In the audio file, Ayatollah Hossein Ali Montazeri, the heir-apparent to then-Supreme Leader Ayatollah Ruhollah Khomeini, can be heard criticizing the death committee for enforcing the massacre.
He said: “In my opinion, the greatest crime committed during the Islamic republic, for which history will condemn us, has been committed by you.”
For this, he was dismissed and placed under house arrest.
Geoffrey Robertson, the former U.N. tribunal chief judge on Sierra Leone, wrote a report on the massacre. He described it as one of the worst crimes against humanity since World War II.
The main targets were activists of the opposition movement People’s Mojahedin Organization of Iran (PMOI, or MEK), although the regime also executed relatives of members or casual supporters as well as other dissidents.
Those executed were already serving — some had even finished serving — prison sentences, but the regime did not care. They were sentenced to death after a mockery of court trial, lasting a maximum of five minutes and generally consisting of just one question; What is your political affiliation?
When the families of the victims came looking for answers, they were merely handed a bag of their loved one’s possessions, denied information on the burial location, and warned against publicly mourning the victims.
The Iranian regime has repeatedly tried to hide its crimes and discredit the National Council of Resistance of Iran (NCRI), for publicizing the massacre.
Commenting on the disclosure of the audio file, the president-elect of the NCRI, Maryam Rajavi said, “The recording is irrefutable evidence that leaders of the mullahs’ regime are responsible for crimes against humanity and the unprecedented genocide.”
Subsequently, the NCRI published a list of nearly 60 regime members heavily involved in the massacre who still hold powerful positions in Iran today. Rather than being punished, they have been protected and promoted.
Mostafa Pour Mohammadi, justice minister under the so-called moderate President Hassan Rouhani, was an Intelligence Ministry agent at the time of the massacre and is one of those heard on the tape. In late August, he boasted that he was proud of his role in massacring 30,000 political prisoners.
Current Supreme Leader Ali Khamenei was Iran’s president during the massacre.
In the run-up to the 2015 nuclear deal, the Iranian regime tried to pretend to the world that it was a moderating dictatorship — an oxymoron if ever there was one. We must not be fooled.
Lest you think that 1988 was the last time that the Iranian regime ruthlessly murdered its opponents, there have been near 1,000 executions in the last 12 months, according to the U.N. secretary-general and the special rapporteur on Iran.
The mullahs’ regime is still the leading state sponsor of terror, has the highest execution rate per capita in the world, and still implements horrific corporal punishments like public flogging, limb amputation and blinding with acid. These are medieval punishments that have no place in 2016.

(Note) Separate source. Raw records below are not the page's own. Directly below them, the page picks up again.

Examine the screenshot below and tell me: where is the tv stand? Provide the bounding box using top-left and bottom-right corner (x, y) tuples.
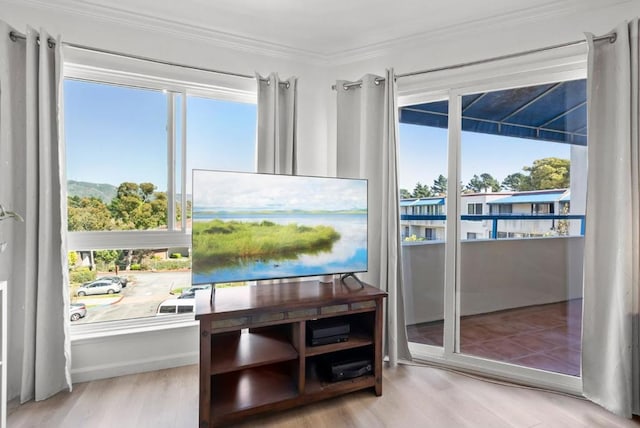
(340, 272), (365, 289)
(195, 279), (387, 427)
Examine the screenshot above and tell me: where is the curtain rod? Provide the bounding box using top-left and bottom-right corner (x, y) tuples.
(332, 31), (617, 91)
(8, 31), (291, 88)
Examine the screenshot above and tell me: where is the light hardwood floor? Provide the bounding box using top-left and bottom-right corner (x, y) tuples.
(8, 364), (640, 428)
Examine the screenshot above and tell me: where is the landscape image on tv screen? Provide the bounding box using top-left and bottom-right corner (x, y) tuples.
(191, 170), (368, 284)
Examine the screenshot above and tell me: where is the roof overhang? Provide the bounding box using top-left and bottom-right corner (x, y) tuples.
(400, 79), (587, 146)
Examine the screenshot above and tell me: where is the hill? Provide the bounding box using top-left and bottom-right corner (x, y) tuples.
(67, 180), (117, 203)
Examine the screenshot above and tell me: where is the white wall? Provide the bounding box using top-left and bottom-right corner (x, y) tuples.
(70, 323), (199, 383)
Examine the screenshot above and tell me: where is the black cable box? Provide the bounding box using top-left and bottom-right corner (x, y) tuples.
(329, 358), (373, 381)
(307, 319), (350, 346)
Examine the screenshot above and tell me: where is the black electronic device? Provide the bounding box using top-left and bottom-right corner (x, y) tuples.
(307, 319), (350, 346)
(329, 358), (373, 382)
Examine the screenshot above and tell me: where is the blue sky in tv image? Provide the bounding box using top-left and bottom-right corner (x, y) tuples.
(192, 171), (368, 284)
(192, 171), (367, 212)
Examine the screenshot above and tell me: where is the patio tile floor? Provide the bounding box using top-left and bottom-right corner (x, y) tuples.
(407, 299), (582, 376)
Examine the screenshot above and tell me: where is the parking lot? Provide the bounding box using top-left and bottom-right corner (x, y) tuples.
(71, 270), (193, 323)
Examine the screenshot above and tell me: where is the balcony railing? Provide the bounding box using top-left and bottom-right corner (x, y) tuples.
(400, 214), (586, 238)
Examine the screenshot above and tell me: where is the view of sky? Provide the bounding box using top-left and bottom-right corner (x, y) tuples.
(398, 123), (571, 192)
(65, 79), (573, 198)
(193, 171), (367, 212)
(64, 79), (256, 192)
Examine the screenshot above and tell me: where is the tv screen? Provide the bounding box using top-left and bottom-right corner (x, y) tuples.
(191, 170), (368, 285)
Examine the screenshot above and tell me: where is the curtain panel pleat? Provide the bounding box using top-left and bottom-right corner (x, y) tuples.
(583, 18), (640, 417)
(0, 21), (71, 403)
(335, 70), (411, 365)
(255, 73), (297, 175)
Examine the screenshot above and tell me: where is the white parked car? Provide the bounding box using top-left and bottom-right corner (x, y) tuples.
(70, 303), (87, 321)
(77, 279), (121, 296)
(156, 298), (195, 315)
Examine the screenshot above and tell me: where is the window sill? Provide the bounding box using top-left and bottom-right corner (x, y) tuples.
(70, 315), (198, 342)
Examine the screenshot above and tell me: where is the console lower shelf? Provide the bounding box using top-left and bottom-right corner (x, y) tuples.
(211, 363), (298, 417)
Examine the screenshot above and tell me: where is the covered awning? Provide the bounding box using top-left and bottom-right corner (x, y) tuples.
(400, 79), (587, 146)
(489, 190), (567, 205)
(400, 198), (445, 207)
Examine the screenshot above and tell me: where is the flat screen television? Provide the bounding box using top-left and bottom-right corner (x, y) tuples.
(191, 170), (368, 285)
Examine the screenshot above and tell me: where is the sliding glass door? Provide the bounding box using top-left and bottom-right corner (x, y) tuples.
(399, 97), (449, 351)
(457, 80), (585, 376)
(399, 68), (587, 388)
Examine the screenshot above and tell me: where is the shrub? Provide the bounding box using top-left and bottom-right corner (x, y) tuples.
(149, 258), (191, 271)
(130, 263), (141, 271)
(69, 266), (96, 285)
(170, 253), (182, 259)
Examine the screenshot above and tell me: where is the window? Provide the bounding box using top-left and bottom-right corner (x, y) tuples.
(65, 70), (256, 325)
(425, 228), (435, 240)
(490, 204), (513, 214)
(532, 203), (554, 214)
(467, 232), (478, 240)
(467, 203), (483, 215)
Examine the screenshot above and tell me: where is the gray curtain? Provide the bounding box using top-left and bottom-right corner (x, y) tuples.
(335, 70), (411, 365)
(583, 19), (640, 417)
(0, 22), (72, 402)
(255, 73), (297, 174)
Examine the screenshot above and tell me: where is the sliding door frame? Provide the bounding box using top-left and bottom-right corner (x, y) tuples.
(399, 53), (587, 395)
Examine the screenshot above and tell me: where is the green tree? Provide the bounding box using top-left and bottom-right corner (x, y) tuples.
(465, 173), (500, 193)
(523, 157), (570, 190)
(149, 192), (168, 225)
(399, 189), (412, 199)
(116, 182), (140, 198)
(109, 182), (168, 230)
(412, 182), (432, 198)
(139, 182), (156, 202)
(110, 182), (142, 228)
(68, 196), (114, 231)
(431, 174), (447, 195)
(501, 172), (531, 191)
(94, 250), (120, 266)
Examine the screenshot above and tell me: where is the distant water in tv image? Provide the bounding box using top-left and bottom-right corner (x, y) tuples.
(191, 171), (368, 284)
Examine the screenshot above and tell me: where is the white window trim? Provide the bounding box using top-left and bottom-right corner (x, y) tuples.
(63, 45), (257, 104)
(65, 48), (257, 337)
(397, 45), (587, 394)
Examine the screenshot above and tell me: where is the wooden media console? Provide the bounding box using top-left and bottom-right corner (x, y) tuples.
(195, 279), (386, 427)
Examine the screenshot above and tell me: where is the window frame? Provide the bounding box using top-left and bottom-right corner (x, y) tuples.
(397, 45), (587, 395)
(467, 203), (483, 215)
(64, 50), (258, 335)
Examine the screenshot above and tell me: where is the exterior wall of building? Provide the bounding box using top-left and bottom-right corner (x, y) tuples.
(401, 191), (578, 241)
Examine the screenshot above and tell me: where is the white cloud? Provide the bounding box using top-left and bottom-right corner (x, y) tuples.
(193, 171), (367, 211)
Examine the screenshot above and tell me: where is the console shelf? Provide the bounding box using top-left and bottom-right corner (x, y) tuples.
(196, 279), (386, 427)
(304, 328), (373, 357)
(210, 329), (297, 374)
(211, 364), (298, 415)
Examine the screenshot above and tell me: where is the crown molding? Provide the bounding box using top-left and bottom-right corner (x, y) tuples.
(2, 0), (328, 65)
(2, 0), (633, 66)
(328, 0), (633, 65)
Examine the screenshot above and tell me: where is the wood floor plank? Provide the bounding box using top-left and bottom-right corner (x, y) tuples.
(7, 364), (640, 428)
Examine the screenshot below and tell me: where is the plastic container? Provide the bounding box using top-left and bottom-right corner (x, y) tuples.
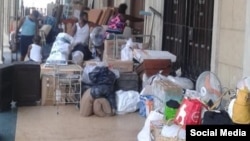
(164, 100), (180, 120)
(146, 99), (154, 117)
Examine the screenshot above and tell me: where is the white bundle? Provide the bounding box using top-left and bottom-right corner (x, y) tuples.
(46, 33), (74, 65)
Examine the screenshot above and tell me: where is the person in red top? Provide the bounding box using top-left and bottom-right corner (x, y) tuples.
(106, 3), (128, 35)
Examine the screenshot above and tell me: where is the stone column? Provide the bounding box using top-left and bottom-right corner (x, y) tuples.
(0, 0), (4, 64)
(243, 0), (250, 77)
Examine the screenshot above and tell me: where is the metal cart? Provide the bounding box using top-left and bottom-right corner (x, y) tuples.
(42, 64), (83, 114)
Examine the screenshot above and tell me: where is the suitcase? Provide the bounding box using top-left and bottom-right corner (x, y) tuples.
(0, 64), (14, 111)
(115, 72), (139, 92)
(12, 62), (41, 106)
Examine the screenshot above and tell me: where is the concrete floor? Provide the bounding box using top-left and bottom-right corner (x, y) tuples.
(14, 105), (145, 141)
(1, 47), (145, 141)
(3, 46), (18, 64)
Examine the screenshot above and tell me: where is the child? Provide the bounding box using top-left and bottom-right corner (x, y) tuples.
(27, 35), (42, 63)
(9, 31), (17, 52)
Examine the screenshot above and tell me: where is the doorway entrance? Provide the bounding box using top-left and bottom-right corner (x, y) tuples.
(162, 0), (214, 81)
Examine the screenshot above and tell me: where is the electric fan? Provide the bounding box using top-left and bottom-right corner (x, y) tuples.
(196, 71), (223, 109)
(89, 26), (106, 60)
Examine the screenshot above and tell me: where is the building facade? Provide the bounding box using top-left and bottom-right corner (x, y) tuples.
(1, 0), (250, 89)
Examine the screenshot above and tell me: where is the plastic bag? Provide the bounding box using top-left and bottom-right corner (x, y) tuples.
(115, 90), (140, 115)
(142, 71), (169, 88)
(121, 38), (133, 61)
(174, 97), (204, 128)
(237, 77), (250, 90)
(137, 110), (163, 141)
(138, 95), (154, 117)
(88, 66), (116, 85)
(167, 76), (194, 90)
(202, 110), (233, 125)
(161, 122), (186, 140)
(46, 33), (74, 65)
(72, 51), (84, 65)
(82, 65), (98, 84)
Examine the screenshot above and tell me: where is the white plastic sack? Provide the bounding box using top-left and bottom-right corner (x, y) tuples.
(227, 98), (235, 119)
(72, 51), (84, 65)
(161, 123), (186, 140)
(167, 75), (194, 90)
(56, 32), (74, 45)
(115, 90), (140, 115)
(46, 33), (74, 65)
(121, 38), (133, 61)
(82, 64), (100, 84)
(142, 71), (169, 88)
(140, 85), (154, 96)
(184, 89), (201, 99)
(137, 110), (164, 141)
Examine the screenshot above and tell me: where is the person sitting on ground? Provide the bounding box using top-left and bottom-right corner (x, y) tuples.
(27, 35), (42, 63)
(69, 11), (93, 62)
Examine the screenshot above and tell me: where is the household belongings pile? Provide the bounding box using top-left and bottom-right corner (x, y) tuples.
(77, 37), (177, 117)
(137, 73), (250, 141)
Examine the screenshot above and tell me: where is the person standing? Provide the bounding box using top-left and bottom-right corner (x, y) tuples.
(16, 10), (40, 61)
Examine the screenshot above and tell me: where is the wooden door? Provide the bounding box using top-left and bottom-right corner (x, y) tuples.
(130, 0), (145, 34)
(162, 0), (214, 82)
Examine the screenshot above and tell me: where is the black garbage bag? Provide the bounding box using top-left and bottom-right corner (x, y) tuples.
(89, 66), (116, 85)
(90, 85), (112, 98)
(86, 66), (117, 110)
(90, 85), (116, 110)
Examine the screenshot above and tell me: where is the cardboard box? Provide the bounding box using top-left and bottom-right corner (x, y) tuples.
(41, 75), (70, 106)
(41, 75), (56, 106)
(106, 60), (133, 73)
(103, 39), (127, 61)
(152, 80), (183, 104)
(83, 59), (133, 73)
(135, 59), (172, 77)
(133, 49), (177, 63)
(88, 9), (103, 24)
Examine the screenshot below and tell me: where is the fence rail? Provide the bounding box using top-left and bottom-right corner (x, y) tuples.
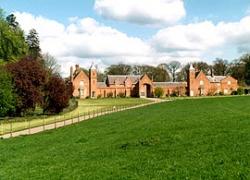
(0, 101), (160, 139)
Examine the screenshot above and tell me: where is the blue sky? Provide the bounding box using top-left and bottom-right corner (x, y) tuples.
(2, 0), (250, 37)
(1, 0), (250, 74)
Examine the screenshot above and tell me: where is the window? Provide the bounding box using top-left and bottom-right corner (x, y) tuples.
(80, 81), (84, 89)
(200, 80), (204, 85)
(228, 81), (231, 85)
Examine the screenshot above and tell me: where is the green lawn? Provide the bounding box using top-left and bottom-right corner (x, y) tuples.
(1, 96), (250, 179)
(0, 98), (150, 135)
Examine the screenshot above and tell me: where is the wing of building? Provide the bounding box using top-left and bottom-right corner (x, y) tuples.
(70, 64), (238, 98)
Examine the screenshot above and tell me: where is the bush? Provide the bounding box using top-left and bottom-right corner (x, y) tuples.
(244, 89), (250, 95)
(219, 91), (224, 96)
(97, 94), (102, 99)
(154, 87), (164, 98)
(117, 92), (126, 98)
(237, 87), (244, 95)
(62, 98), (78, 114)
(231, 91), (238, 95)
(170, 91), (178, 97)
(107, 92), (113, 98)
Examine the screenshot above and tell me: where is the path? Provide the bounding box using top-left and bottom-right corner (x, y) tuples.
(0, 99), (168, 139)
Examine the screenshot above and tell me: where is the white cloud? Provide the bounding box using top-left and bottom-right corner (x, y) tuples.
(14, 12), (154, 76)
(14, 11), (250, 77)
(152, 16), (250, 57)
(94, 0), (186, 26)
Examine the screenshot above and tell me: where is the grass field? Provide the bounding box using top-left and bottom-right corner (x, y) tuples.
(0, 98), (150, 135)
(0, 96), (250, 179)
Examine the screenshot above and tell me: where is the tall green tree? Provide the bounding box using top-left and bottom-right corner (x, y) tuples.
(6, 14), (19, 29)
(0, 13), (28, 62)
(26, 29), (41, 59)
(0, 66), (16, 117)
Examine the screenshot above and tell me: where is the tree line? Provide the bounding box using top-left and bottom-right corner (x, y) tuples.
(101, 56), (250, 86)
(0, 11), (72, 117)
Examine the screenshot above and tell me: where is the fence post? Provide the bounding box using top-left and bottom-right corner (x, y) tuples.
(1, 120), (3, 135)
(43, 116), (45, 131)
(10, 120), (12, 137)
(54, 117), (56, 129)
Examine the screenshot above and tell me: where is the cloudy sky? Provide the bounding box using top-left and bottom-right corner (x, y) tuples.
(1, 0), (250, 76)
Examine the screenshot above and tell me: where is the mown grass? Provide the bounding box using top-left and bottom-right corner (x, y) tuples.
(0, 96), (250, 179)
(0, 98), (150, 135)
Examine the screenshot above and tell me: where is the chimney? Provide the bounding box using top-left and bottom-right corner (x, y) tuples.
(210, 68), (214, 77)
(75, 64), (80, 71)
(70, 66), (73, 82)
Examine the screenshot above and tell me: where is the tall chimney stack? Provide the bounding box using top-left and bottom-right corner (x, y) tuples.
(70, 66), (73, 82)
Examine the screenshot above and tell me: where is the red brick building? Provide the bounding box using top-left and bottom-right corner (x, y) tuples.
(187, 64), (238, 96)
(70, 64), (238, 98)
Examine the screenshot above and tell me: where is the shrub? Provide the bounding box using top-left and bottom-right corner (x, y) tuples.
(231, 91), (238, 95)
(62, 98), (78, 113)
(219, 91), (224, 96)
(117, 92), (126, 98)
(154, 87), (164, 98)
(237, 87), (244, 95)
(107, 92), (113, 98)
(244, 89), (250, 95)
(97, 94), (102, 99)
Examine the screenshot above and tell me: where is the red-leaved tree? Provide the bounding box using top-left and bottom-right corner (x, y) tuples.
(7, 57), (47, 115)
(43, 75), (71, 114)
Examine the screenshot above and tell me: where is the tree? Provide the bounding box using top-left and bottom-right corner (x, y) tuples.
(213, 58), (228, 76)
(0, 14), (28, 62)
(43, 75), (71, 114)
(26, 29), (41, 59)
(6, 14), (19, 29)
(176, 64), (189, 81)
(105, 64), (132, 75)
(240, 54), (250, 85)
(166, 61), (181, 82)
(132, 65), (170, 82)
(7, 57), (47, 115)
(42, 53), (60, 76)
(192, 61), (210, 75)
(0, 66), (16, 116)
(228, 59), (245, 85)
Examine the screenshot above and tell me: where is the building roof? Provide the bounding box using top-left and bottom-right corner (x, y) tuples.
(97, 82), (107, 88)
(206, 76), (226, 83)
(153, 82), (187, 87)
(107, 75), (141, 85)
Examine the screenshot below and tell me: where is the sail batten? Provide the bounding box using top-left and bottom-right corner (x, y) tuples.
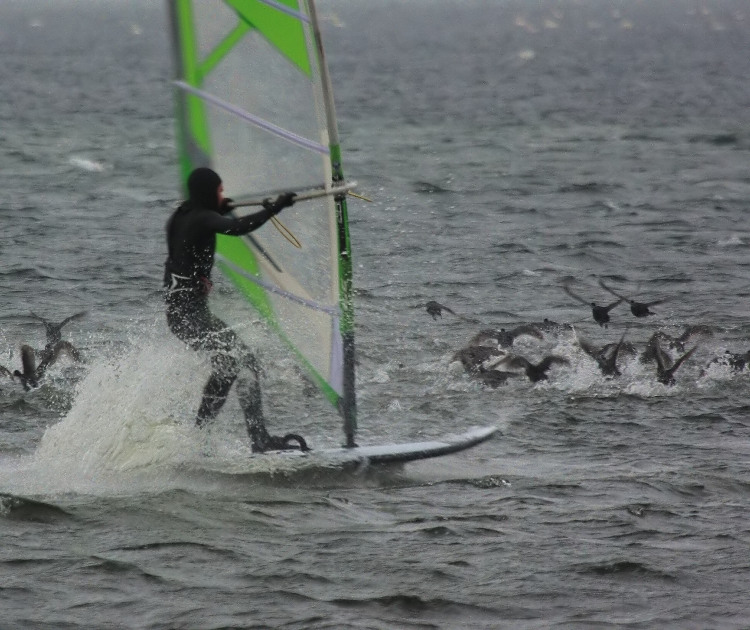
(168, 0), (357, 443)
(174, 80), (330, 155)
(253, 0), (311, 22)
(216, 254), (340, 316)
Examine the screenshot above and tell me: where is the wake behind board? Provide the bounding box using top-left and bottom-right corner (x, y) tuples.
(254, 425), (498, 468)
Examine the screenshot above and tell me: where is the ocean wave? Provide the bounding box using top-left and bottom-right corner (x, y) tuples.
(575, 558), (678, 581)
(0, 492), (71, 523)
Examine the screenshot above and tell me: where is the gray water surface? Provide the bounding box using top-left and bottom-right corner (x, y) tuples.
(1, 1), (750, 628)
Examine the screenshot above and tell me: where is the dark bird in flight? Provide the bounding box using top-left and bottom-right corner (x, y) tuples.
(495, 353), (570, 383)
(701, 350), (750, 376)
(598, 280), (667, 317)
(651, 338), (698, 386)
(417, 301), (478, 323)
(563, 283), (623, 328)
(641, 332), (668, 364)
(575, 331), (630, 377)
(468, 325), (544, 348)
(13, 345), (44, 391)
(12, 342), (80, 391)
(452, 345), (506, 375)
(641, 326), (713, 364)
(663, 324), (713, 352)
(451, 346), (520, 388)
(28, 311), (85, 370)
(30, 311), (87, 345)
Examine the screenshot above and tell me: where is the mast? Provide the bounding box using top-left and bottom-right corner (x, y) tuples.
(308, 0), (357, 447)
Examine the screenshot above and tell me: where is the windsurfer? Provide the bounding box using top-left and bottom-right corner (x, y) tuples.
(163, 167), (305, 452)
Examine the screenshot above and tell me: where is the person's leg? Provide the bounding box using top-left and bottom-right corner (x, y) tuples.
(234, 351), (308, 452)
(166, 293), (306, 450)
(192, 311), (245, 427)
(234, 351), (275, 450)
(167, 294), (241, 427)
(195, 351), (240, 427)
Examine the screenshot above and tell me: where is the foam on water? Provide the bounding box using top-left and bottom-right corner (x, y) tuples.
(68, 156), (106, 172)
(0, 337), (202, 493)
(0, 328), (374, 495)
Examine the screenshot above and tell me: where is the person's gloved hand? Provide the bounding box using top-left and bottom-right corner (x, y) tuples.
(275, 192), (297, 209)
(262, 192), (297, 215)
(218, 197), (234, 215)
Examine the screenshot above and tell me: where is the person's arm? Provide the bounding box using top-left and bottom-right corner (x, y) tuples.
(205, 193), (296, 236)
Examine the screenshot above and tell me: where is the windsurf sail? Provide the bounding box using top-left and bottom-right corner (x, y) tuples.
(167, 0), (357, 446)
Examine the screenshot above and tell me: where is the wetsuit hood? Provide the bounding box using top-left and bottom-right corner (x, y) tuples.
(187, 167), (222, 211)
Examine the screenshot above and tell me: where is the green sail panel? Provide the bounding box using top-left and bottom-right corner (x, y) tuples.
(167, 0), (356, 439)
(225, 0), (311, 75)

The Iranian regime has evaded justice for far too long; it must be held accountable. The United Nations should launch an impartial investigation into the 1988 massacre, with a view to possible prosecutions in the International Criminal Court. This initiative could be included in the upcoming U.N. censure resolution on Iran’s human rights record during the current General Assembly session.
The U.N. was officially formed in 1945 to prevent state-sponsored massacres like those seen in Nazi Germany. Asking it to stand by its core values and not rewarding the Iranian regime for its bad behavior is not too much to ask.
As Thomas Paine said: “A body of men holding themselves accountable to nobody ought not to be trusted by anybody.”
That is true about the Iranian regime, too.
• Alex Carlile of Berriew is a Liberal Democrat member of the United Kingdom’s House of Lords and co-chairman of the British Parliamentary Committee for Iran Freedom. He was the independent reviewer of terrorism legislation in the United Kingdom (2001-11).